United States v. The Heirs of Francisco De Haro, 63 U.S. (22 How.) 293 (1860), was a case in which the Supreme Court of the United States held that a plat made in 1853 of land adjudged to be covered by a Mexican grant, and confirmed in 1862, is sustained as the correct designation of the property covered by the grant.

==Background==
In 1843 Francisco De Haro obtained an affirmation of a Mexican land grant from the then Governor of California. The De Haro's maintained possession of that land continuously since that time. At his death, the United States land commissioners found against the heirs who sought to confirm their title to the land. The U.S. District Court for the Northern District of California reversed that judgment and confirmed the title.

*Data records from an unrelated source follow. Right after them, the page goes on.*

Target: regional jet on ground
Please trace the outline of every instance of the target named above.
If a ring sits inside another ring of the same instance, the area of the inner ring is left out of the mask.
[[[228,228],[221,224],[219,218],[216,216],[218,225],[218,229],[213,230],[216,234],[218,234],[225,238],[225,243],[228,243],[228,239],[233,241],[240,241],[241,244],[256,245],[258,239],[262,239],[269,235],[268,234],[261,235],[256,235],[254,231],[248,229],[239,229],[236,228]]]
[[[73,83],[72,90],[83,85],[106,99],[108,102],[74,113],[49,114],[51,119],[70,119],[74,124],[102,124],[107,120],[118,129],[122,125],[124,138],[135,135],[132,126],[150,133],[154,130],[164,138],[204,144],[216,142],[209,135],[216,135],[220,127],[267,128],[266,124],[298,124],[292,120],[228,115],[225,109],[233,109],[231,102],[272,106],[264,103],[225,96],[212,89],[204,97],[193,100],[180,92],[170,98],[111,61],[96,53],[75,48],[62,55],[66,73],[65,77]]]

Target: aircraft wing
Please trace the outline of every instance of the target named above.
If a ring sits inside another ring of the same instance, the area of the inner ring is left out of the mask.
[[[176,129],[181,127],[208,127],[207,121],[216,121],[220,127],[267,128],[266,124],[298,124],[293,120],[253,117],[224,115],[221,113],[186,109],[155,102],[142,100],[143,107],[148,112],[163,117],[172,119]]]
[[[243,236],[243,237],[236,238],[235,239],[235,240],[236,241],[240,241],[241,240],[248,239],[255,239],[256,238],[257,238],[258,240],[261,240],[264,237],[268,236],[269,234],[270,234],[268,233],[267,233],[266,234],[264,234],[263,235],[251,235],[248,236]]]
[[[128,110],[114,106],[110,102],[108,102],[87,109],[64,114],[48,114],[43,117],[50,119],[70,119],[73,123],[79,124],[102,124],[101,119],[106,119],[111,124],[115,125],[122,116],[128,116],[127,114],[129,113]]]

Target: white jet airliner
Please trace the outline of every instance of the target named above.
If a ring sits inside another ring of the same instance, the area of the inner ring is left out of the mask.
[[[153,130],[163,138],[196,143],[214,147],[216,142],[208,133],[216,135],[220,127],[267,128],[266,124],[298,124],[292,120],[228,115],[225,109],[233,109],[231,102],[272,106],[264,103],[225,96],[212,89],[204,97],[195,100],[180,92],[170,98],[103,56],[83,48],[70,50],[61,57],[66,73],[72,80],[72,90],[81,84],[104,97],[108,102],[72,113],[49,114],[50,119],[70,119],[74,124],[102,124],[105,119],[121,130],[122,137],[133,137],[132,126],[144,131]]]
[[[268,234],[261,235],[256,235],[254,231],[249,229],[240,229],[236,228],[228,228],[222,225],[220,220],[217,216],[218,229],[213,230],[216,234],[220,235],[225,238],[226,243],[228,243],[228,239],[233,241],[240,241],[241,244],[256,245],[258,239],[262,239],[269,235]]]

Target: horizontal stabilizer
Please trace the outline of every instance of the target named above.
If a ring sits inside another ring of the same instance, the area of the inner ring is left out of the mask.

The United States appealed and the U.S. Supreme Court agreed to hear the case.

==Opinion of the Court==
Affirmed. Justice John McLean delivered the opinion of the court. McLean stated that the lower court had found that the date on the affirmation of the grant had been altered, and thus could not be used against the heirs. In addition, the decedent and his heirs had maintained possession of the land for 16 years and had made improvements. The heirs' title of the land was confirmed.